Whether or not you’re getting on a plane, you may soon be able to get in a TSA line—just to eat the pulled pork mac ‘n’ cheese at Iron Chef Michael Symon’s namesake restaurant in Pittsburgh International Airport
Thanks to a new programme starting in September, non-fliers will be allowed to roam beyond security at PIT as part of a test the airport
developed with the Transportation Security Administration’s sign-off. Visitors who check in at a dedicated counter on the airport’s third-floor ticketing level and show a driver’s licence or passport
can receive a complimentary “myPITpass.” Anyone on the no-fly list will not be allowed, and everyone will still have to go through TSA’s standard security procedures—just like travellers with a regular boarding pass.
For the first time since September 11, 2001, parents of unaccompanied minors and the children of travelling
elderly at the Pennsylvania hub will be able to see them to the gate and keep them company until boarding.
“This is one of the top five requests I get any time I give a speech,” said Christina Cassotis, chief executive of the Allegheny County Airport
Authority, which oversees PIT. “This is a unique community in that you have a lot of meeters and greeters, people who drop off and pick up loved ones,” she told Bloomberg.

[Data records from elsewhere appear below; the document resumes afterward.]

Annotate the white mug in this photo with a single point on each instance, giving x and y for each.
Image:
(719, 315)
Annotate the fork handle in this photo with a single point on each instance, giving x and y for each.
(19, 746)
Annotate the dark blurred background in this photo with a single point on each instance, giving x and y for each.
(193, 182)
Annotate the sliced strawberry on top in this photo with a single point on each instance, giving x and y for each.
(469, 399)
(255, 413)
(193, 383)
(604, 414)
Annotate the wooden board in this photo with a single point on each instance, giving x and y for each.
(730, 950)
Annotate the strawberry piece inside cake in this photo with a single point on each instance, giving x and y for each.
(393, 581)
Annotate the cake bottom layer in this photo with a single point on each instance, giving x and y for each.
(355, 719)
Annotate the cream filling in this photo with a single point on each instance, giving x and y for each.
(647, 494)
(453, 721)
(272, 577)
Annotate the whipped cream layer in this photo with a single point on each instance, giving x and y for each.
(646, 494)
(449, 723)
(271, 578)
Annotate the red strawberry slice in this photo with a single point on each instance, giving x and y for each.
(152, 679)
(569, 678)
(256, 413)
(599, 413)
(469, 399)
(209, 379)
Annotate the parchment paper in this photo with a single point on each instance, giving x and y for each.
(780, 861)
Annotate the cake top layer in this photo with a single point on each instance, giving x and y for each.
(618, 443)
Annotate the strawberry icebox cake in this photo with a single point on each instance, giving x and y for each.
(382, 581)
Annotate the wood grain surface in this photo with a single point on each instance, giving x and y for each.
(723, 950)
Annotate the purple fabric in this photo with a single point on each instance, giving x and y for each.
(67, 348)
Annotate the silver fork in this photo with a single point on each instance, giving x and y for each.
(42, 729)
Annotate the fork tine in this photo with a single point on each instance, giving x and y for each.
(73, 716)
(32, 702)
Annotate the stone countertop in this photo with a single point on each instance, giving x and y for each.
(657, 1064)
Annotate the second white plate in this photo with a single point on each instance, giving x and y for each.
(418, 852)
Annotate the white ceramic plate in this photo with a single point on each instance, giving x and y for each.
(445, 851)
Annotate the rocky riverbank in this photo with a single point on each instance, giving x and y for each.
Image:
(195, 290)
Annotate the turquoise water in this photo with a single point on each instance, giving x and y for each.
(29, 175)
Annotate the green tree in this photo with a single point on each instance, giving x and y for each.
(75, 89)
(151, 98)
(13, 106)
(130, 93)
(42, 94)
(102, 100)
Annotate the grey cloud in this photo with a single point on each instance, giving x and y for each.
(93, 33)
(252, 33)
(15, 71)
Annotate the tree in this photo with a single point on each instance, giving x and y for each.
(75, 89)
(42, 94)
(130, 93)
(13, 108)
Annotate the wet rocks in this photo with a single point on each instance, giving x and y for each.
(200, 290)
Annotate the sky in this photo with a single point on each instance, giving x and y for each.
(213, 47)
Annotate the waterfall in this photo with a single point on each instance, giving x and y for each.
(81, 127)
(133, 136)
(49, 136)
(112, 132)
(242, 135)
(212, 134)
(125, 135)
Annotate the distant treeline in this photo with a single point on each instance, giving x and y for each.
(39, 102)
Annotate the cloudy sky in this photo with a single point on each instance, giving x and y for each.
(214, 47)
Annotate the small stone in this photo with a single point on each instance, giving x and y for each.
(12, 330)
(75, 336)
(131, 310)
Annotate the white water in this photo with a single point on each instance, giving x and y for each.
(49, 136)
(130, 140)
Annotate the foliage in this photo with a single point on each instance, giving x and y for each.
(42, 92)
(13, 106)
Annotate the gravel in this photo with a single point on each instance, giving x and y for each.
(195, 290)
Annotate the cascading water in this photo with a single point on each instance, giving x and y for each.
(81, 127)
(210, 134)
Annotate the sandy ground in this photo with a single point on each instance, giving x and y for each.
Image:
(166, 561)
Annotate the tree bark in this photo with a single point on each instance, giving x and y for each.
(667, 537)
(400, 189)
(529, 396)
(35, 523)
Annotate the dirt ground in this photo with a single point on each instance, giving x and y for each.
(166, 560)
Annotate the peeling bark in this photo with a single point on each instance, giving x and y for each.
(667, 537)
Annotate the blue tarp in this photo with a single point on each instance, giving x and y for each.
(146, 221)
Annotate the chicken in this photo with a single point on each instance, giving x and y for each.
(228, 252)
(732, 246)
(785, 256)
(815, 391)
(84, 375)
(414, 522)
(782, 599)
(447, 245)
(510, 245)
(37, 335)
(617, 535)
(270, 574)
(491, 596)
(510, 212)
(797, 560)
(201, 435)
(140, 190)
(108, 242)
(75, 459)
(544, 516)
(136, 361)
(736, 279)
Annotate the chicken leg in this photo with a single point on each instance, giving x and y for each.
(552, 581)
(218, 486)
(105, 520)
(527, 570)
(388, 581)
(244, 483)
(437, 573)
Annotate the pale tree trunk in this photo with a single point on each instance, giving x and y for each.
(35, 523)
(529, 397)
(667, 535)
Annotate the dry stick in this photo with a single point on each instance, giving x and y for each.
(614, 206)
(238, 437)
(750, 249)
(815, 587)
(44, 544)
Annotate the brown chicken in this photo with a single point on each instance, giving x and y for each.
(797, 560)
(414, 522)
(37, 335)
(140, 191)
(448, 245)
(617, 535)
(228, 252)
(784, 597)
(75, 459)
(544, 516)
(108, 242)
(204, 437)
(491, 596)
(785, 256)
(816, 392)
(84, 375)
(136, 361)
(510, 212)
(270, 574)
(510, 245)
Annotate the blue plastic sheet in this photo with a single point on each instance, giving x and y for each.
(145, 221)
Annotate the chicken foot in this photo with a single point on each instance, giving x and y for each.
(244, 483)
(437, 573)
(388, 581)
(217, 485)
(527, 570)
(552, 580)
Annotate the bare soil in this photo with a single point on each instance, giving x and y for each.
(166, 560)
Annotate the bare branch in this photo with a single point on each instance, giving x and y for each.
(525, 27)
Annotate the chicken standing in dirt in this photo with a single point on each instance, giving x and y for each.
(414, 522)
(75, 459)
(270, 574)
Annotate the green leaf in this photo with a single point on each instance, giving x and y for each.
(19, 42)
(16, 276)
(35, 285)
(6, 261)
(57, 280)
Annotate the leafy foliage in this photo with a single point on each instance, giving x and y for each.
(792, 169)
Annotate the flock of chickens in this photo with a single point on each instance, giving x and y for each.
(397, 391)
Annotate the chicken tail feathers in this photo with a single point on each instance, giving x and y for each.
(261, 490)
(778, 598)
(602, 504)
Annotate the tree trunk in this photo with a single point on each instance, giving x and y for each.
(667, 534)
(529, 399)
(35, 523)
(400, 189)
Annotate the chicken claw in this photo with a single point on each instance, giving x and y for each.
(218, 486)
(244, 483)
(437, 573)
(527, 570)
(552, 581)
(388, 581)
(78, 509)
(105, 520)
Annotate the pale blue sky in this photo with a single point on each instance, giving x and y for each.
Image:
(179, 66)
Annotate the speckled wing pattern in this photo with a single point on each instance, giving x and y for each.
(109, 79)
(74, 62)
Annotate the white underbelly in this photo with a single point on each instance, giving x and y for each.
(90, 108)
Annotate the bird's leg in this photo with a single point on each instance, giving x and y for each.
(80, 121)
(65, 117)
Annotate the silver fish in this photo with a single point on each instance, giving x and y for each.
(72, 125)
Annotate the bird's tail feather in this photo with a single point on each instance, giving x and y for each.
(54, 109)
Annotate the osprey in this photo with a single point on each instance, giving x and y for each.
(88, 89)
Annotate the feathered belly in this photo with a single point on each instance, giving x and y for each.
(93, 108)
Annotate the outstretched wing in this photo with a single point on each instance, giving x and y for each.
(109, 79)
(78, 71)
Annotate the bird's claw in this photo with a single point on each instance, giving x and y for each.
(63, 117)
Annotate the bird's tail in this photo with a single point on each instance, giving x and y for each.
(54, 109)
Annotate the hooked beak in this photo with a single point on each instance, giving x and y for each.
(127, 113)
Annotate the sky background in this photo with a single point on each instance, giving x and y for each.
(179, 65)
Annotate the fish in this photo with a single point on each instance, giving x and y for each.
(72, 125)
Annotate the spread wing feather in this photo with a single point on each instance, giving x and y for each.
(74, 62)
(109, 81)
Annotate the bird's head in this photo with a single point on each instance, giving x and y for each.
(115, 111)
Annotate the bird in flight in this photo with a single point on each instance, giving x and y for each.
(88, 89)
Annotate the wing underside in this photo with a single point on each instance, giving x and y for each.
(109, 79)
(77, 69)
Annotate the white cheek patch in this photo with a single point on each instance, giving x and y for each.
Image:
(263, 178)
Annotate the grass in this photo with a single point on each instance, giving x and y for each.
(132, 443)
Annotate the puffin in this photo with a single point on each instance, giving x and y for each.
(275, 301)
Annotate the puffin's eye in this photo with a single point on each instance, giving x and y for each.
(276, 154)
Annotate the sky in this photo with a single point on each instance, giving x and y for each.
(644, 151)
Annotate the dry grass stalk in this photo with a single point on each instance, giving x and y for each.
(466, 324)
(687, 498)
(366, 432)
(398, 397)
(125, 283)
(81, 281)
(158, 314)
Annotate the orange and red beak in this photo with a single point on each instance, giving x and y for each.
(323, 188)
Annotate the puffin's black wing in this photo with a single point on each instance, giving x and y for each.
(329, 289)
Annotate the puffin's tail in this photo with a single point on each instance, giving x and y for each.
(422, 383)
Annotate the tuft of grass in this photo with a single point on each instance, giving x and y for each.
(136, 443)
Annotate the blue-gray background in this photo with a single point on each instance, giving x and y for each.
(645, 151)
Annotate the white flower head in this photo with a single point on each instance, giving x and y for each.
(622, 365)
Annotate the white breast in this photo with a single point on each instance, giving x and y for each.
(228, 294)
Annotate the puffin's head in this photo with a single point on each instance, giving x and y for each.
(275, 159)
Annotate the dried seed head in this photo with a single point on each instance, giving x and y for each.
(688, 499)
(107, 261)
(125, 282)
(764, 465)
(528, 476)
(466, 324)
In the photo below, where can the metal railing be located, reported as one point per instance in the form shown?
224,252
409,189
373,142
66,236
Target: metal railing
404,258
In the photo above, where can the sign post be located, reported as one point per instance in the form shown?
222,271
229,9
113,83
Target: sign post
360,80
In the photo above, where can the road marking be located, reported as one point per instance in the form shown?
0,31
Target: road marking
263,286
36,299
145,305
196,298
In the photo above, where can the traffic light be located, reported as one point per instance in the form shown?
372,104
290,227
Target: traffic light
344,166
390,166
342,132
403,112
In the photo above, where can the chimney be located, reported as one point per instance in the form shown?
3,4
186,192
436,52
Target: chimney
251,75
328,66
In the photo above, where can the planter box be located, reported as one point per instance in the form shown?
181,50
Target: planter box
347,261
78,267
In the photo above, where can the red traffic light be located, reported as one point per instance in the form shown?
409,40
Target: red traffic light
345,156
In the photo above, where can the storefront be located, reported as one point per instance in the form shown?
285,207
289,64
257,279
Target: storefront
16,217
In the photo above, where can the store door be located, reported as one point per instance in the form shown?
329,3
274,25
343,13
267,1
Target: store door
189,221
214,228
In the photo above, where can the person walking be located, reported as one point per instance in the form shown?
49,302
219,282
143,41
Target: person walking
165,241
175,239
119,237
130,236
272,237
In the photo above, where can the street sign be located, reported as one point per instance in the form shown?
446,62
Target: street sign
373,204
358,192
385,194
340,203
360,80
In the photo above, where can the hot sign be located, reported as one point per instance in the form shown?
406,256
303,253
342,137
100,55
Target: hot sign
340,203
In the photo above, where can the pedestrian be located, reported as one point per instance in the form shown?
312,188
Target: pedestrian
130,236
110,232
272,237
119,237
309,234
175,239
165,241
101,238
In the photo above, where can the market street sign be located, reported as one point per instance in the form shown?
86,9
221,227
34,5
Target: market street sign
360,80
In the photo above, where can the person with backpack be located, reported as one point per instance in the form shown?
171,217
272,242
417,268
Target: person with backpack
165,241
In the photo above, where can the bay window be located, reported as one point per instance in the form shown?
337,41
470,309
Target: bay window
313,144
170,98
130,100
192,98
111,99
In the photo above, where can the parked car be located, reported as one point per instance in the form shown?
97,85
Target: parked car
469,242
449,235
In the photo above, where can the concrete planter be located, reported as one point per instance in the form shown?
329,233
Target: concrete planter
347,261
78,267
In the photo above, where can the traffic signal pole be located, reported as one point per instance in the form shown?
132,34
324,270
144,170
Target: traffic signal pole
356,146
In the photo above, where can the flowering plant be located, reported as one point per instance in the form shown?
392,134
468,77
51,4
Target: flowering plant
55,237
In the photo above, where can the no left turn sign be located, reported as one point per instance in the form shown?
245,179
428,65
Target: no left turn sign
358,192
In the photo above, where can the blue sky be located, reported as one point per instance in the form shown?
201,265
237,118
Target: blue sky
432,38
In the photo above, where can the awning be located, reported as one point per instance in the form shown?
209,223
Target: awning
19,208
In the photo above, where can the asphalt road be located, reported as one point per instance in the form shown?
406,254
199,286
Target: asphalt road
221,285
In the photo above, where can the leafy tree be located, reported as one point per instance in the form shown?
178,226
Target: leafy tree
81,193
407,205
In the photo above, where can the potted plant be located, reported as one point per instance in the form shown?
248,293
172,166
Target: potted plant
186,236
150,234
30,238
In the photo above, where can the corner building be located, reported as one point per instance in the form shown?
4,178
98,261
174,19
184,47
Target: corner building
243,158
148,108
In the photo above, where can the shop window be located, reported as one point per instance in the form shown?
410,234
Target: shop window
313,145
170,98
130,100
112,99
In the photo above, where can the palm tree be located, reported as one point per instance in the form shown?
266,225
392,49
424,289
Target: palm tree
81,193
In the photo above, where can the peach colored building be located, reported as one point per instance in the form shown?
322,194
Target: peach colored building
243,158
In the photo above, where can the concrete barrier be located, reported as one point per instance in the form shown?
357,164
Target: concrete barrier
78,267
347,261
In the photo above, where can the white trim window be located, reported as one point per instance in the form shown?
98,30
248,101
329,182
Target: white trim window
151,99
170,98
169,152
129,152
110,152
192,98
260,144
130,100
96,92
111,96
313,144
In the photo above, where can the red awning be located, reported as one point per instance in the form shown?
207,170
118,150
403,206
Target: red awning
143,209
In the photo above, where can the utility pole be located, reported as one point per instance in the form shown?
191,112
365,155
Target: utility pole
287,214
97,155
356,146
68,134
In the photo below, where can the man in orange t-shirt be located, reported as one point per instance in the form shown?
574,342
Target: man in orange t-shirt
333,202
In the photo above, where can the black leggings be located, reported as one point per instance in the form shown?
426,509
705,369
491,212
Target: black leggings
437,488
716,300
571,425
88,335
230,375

For Cassotis, the move signals “a return to the good old days” before 9/11, when anyone could show up with flowers to pick someone up from the gate. But a lot has changed since the good old days. For one thing, security requires far more thorough screenings. And whereas PIT was built as a major hub for US Airways, it now operates as an “origin and destination airport,” where people begin and end their journeys but rarely transit through on connections.